Em local improvisado, crianças ficam até 4 horas durante madrugada na delegacia
Com sono, vítimas se encolhem em cadeiras sem espaço adequado na Delegacia da Mulher, quando DEPCA fecha
A Deam (Delegacia de Atendimento à Mulher) está acumulando a função de atender casos de crianças e adolescentes nos horários em que a DEPCA (Delegacia Especializada de Proteção à Criança e ao Adolescente) está fechada, há pouco mais de cinco semanas.
Mas o que mudou foi o não atendimento pelo improviso, que segue até que uma sala especial seja instalada no Cepol (Centro Especializado de Polícia Integrada), ainda neste mês. A medida atende à pressão popular desde que ocorreu a morte da menina de 2 anos e prisão da mãe e do padrasto, depois de dezenas de passagens da garota pela rede de saúde e outros órgãos de proteção, em Campo Grande.
Enquanto isso, as vítimas enfrentam os reflexos do atendimento improvisado. Os relatos são de espera de até 4 horas, sem acolhimento em espaço adequado, como em uma brinquedoteca, e sem escuta qualificada.
Fotos mostram momentos em que as crianças se rendem ao sono e ao cansaço e se encolhem nas cadeiras. São vítimas que estão ali por terem sofrido diversos tipos de maus-tratos e até estupro.
Familiares, que não podem ser identificados, trouxeram os relatos à reportagem. Procurada, a Acetems (Associação de Conselhos Tutelares de Mato Grosso do Sul) confirmou a situação.
O presidente da Acetems, Adriano Vargas, conta que não levou vítimas à Deam nesse período, mas diversos conselheiros relataram que o atendimento tem sido moroso e há uma discriminação em relação aos atendimentos feito às mulheres, que são o público da delegacia.
Não tem sido permitido às crianças fazerem uso da brinquedoteca, porque é para atendimento às crianças envolvidas nos casos de violência doméstica à mulher. A criança não passa por escuta qualificada, pelo atendimento psicossocial ali igual tem na DEPCA ou igual a mulher vítima de violência doméstica tem lá”, comenta Adriano.
O conselheiro explica que a falta do profissional para escutar a criança na delegacia prejudica muito.

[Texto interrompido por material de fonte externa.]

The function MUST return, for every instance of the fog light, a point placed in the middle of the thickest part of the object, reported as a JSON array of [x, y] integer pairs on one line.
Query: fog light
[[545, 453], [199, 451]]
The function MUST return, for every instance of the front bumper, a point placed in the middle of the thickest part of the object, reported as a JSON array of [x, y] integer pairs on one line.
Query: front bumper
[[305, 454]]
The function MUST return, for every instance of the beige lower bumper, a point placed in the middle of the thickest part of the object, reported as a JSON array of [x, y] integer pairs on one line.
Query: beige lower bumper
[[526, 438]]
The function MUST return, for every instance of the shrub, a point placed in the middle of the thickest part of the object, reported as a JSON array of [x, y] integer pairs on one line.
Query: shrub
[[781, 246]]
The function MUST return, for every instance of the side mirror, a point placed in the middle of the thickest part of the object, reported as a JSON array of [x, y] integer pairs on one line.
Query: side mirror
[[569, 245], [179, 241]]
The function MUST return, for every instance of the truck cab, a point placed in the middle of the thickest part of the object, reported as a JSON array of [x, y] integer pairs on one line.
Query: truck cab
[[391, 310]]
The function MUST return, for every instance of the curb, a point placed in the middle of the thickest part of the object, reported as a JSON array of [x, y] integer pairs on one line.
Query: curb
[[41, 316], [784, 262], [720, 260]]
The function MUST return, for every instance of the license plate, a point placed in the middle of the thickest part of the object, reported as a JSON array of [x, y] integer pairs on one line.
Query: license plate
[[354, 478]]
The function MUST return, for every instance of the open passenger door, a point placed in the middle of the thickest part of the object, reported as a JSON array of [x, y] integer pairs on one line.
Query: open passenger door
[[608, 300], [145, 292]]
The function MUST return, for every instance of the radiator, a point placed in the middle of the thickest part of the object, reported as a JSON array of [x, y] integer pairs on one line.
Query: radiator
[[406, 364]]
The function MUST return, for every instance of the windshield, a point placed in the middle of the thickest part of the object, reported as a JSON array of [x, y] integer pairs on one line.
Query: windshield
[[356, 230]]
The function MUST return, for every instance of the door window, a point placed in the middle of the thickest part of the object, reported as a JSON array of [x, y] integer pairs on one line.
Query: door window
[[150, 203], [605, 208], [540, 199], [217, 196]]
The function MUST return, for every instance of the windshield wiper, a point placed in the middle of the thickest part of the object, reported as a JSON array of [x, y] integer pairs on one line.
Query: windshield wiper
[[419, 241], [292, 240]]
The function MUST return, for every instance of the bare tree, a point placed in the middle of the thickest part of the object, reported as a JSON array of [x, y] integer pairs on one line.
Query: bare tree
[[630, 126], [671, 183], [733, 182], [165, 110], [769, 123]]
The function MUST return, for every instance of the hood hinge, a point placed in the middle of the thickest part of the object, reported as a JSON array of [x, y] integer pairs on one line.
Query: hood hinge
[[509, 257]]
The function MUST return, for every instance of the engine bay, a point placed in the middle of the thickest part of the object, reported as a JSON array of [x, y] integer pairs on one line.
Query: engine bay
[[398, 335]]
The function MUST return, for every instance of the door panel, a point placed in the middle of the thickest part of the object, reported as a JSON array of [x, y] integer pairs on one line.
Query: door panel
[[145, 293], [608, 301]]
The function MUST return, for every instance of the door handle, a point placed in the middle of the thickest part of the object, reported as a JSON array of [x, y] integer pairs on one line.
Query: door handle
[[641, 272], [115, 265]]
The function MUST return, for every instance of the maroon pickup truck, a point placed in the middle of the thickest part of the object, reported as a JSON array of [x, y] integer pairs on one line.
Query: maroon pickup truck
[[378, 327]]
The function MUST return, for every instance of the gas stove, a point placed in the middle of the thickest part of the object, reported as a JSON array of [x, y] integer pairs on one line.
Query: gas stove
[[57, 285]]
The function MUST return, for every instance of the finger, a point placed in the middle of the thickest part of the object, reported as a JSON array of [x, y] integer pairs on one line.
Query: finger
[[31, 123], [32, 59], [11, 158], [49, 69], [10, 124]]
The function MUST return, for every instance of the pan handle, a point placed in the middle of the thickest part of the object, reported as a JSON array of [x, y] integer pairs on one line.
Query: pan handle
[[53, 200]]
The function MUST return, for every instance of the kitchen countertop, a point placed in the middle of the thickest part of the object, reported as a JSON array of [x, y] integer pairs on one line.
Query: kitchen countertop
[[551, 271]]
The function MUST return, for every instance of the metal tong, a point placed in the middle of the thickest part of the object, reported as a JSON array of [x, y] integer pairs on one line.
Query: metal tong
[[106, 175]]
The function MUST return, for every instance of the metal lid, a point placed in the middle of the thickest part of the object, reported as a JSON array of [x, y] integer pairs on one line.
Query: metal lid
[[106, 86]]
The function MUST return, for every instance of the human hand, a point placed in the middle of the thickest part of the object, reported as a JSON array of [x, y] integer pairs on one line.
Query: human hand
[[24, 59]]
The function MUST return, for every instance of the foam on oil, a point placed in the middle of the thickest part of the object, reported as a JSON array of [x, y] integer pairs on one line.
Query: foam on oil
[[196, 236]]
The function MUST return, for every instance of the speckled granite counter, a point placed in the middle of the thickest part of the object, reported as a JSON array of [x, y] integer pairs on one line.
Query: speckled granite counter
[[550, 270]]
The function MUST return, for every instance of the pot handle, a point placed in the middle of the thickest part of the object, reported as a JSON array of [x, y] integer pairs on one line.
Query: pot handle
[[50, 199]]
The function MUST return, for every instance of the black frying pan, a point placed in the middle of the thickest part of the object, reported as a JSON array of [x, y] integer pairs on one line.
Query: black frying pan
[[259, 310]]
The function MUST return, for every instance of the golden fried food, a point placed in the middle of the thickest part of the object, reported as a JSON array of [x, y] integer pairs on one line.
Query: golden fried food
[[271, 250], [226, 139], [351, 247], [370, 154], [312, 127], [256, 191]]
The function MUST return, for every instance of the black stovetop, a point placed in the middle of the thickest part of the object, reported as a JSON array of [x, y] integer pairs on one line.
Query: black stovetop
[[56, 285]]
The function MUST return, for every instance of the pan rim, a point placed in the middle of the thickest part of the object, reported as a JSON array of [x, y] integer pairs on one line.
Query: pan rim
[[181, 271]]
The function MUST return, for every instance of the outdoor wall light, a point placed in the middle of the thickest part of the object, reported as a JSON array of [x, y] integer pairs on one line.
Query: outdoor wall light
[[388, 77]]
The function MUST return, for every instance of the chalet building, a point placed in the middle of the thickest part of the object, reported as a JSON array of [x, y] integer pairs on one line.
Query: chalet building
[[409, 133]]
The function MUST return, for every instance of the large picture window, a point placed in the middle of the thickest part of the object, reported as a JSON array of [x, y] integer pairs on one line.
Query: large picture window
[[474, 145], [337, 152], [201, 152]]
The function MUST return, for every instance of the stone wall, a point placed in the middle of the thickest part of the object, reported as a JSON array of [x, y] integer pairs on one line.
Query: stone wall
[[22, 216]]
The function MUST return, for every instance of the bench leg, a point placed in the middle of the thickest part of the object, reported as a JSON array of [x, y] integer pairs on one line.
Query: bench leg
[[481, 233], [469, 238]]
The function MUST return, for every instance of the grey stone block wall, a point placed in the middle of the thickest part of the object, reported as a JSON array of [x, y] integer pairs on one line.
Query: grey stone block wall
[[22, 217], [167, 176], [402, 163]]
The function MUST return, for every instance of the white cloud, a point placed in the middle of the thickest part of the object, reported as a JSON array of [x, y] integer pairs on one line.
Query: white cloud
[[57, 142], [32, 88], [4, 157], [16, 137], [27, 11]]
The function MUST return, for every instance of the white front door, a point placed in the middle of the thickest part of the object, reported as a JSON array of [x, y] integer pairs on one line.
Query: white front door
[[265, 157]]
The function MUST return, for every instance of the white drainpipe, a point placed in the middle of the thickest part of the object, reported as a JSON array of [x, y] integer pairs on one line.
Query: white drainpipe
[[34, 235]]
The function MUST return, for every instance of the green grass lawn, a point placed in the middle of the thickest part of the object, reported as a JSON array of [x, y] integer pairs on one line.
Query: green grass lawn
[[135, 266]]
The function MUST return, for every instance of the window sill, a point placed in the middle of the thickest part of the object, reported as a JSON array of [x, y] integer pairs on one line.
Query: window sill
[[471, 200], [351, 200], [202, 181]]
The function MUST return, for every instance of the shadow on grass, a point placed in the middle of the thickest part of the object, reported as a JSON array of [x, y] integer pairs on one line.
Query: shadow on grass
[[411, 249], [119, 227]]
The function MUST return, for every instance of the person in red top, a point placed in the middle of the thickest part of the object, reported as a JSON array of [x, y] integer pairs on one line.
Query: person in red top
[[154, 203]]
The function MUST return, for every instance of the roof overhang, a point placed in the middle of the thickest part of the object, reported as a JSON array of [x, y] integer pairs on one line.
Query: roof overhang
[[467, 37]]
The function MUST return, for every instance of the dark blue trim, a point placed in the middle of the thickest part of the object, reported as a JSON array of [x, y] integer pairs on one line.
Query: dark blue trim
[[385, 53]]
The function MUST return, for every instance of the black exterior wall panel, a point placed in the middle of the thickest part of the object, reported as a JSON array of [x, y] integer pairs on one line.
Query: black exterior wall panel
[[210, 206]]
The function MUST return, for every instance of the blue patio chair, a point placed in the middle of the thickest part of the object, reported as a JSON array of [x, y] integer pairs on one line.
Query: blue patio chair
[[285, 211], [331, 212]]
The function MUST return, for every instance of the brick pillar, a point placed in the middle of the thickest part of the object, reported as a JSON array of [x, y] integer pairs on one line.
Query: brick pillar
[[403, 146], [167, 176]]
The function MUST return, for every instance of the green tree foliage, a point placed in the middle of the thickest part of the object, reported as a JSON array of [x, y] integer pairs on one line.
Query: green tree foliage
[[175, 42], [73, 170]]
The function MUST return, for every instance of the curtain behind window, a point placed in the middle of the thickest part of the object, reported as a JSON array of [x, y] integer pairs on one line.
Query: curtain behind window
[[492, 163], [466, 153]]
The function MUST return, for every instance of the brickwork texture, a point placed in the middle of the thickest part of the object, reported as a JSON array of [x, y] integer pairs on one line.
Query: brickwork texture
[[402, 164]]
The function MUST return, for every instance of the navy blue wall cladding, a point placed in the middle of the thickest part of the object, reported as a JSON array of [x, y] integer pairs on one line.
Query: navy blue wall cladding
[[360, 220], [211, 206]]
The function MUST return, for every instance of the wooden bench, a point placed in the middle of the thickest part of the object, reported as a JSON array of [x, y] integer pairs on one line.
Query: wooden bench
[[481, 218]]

Além disso, os exames de corpo de delito têm sido realizados na Deam somente das 17h à 1h, segundo Adriano.
“A escuta tem que ser na DEPCA, onde tem que agendar, porque estão com limitação de pessoal. Isso é ruim, porque dias depois a criança muda o relato, porque está coagida. Isso compromete a proteção dessa criança e a garantia dos direitos dela. Já aconteceram casos em que a criança que antes denunciou a violência passa a negar e isso limita a atuação da rede de garantia. Como será aplicada a medida de proteção se a criança diz que não houve violência?”, questiona Adriano.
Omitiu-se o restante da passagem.